El Estado que vamos construyendo en Hungría no es liberal. No niega valores como la libertad, pero no los convierte en un componente central
Ahora los Veintiocho temen que, como quien desliza un huevo de serpiente en un gallinero, Hungría esté alimentando la tentación totalitaria en Europa.
Marine Le Pen, abanderada del resurgir nacionalista y vencedora en los comicios europeos en Francia, fue
una de las primeras en loar a Vladímir Putin, líder omnipotente de Rusia. “Es un patriota, está comprometido con la soberanía de su pueblo”, proclamó en la campaña de las europeas. “Lo que queremos es proteger a Francia de la globalización neoliberal”. Para mayor disgusto de la UE, esta pasión por el Kremlin ha calado en formaciones ultraderechistas como la belga Vlaams Belang o la austriaca
FPÖ, orgullosos socios europeos de Moscú. “Ven a Putin como una fuente de inspiración nacionalista y un símbolo antieuropeo. Su visión imperialista le ha dado réditos en apoyo ciudadano, y la extrema derecha sigue su ejemplo”, opina
Marco Incerti, analista del think tank bruselense CEPS.

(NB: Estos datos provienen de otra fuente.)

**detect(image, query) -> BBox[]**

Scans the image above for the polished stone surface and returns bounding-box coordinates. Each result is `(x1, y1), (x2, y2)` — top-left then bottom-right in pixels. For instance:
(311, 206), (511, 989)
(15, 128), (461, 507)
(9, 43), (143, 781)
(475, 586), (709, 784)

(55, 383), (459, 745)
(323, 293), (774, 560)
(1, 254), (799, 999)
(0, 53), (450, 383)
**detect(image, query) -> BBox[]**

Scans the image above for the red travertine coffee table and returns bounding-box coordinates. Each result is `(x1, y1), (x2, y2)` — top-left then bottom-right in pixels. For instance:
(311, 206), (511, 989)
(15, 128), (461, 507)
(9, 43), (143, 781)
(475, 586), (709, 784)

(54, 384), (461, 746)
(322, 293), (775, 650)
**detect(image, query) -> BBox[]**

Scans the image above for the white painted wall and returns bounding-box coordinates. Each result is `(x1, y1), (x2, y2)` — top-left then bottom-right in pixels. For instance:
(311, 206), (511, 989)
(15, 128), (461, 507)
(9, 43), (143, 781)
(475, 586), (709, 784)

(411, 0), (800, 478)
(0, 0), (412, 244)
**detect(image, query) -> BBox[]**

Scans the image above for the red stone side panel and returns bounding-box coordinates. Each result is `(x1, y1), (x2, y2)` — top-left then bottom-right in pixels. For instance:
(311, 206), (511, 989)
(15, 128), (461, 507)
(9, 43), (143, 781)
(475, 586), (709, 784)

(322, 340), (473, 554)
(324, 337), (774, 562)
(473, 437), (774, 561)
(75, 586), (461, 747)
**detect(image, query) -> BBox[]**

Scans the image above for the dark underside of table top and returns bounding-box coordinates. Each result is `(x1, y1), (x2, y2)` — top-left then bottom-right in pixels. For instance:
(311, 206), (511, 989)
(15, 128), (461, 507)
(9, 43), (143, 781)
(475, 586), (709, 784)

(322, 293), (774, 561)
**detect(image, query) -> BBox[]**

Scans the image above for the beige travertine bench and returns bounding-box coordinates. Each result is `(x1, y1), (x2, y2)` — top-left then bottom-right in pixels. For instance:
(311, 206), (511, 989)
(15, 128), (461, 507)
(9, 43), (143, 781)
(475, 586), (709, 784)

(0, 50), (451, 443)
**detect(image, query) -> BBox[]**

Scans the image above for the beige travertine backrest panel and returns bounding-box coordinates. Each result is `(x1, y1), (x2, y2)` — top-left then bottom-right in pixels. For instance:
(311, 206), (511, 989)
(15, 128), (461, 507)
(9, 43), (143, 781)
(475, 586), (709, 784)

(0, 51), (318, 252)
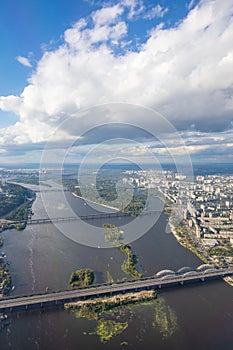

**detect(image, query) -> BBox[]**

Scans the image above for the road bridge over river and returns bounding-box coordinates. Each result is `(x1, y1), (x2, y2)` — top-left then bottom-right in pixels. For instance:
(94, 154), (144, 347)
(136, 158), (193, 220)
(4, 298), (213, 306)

(15, 210), (158, 225)
(0, 267), (232, 314)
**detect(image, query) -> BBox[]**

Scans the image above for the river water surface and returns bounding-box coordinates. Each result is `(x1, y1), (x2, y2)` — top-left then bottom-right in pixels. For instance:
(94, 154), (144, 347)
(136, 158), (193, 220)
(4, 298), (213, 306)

(0, 184), (232, 349)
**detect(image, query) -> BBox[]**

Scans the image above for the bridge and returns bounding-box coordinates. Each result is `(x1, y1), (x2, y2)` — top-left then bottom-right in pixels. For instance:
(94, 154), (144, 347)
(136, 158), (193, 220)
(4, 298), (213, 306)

(16, 210), (157, 226)
(34, 189), (70, 193)
(24, 212), (130, 225)
(0, 266), (232, 314)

El Partido Popular Europeo —al que pertenece Orbán— no reprende públicamente al húngaro. “Es un tema interno y no acostumbramos a reaccionar a cada declaración de un primer ministro de nuestro partido”, sostiene la formación conservadora.
El Ejecutivo comunitario saliente —el 1 de noviembre llega el
nuevo Colegio de Comisarios— también combina el silencio con esfuerzos por quitar hierro al tema. “Hungría ha suscrito los
Tratados de la UE, que exigen a los Estados que se acojan a los valores democráticos. No creemos que su discurso en un campamento de verano signifique que Hungría se retracta de ellos”, añade una fuente comunitaria.
Laszlo Majtenyi, abogado con experiencia en la defensa de la libertad de expresión y fundador del
Eötvös Károly, un instituto de análisis político en Hungría, considera que el discurso de Orbán rebasa la declaración de intenciones: “Este país ya ha dejado de ser una democracia liberal aunque tenga las instituciones de una. El proceso se ha completado: todo lo controla el Gobierno”. El partido de Orbán, el Fidesz, ha usado su mayoría de dos tercios del Parlamento para aprobar incluso
una Constitución que en un país laico arranca con un “Dios bendiga a los húngaros”.
Majtenyi recuerda que en su discurso Orbán también atacó a las ONG que operan en el país por ser “activistas políticos pagados” por extranjeros. “Es una agresión muy consciente porque no hay oposición parlamentaria. Sólo la sociedad civil critica el hostigamiento a las minorías gitanas, el aumento de la desigualdad y los recortes en transparencia y libertad de información”.
El canto de Orbán a los méritos de Singapur o Turquía puede leerse como un guiño a los totalitarismos o como un simple recordatorio a la UE de que Hungría tiene una personalidad propia. Los defensores de la primera lectura (entre ellos la oposición política húngara) hablan del eje euroasiático que están vertebrando Pekín y Moscú, y recuerdan que en los últimos años Budapest ha fortalecido lazos comerciales con China, Kazajistán y Azerbaiyán. Por ejemplo, en marzo firmó un controvertido acuerdo de 10.000 millones de euros con Rusia para modernizar la planta nuclear de Paks; y, en otros campos, el pasado lunes Budapest y Pekín comenzaron una ronda de "
consultas estratégicas en materia de Defensa".
La posibilidad de que Orbán no esté tanto haciendo la ola a Putin como anunciando que quiere una Europa más permisiva con sus recetas totalitarias tampoco tranquiliza en Bruselas. Sobre todo ahora que, mientras los Veintiocho insisten en que hay que responder con “más Europa” a las dudas de los ciudadanos, un tercio de los electores piden lo contrario mediante el voto ultranacionalista.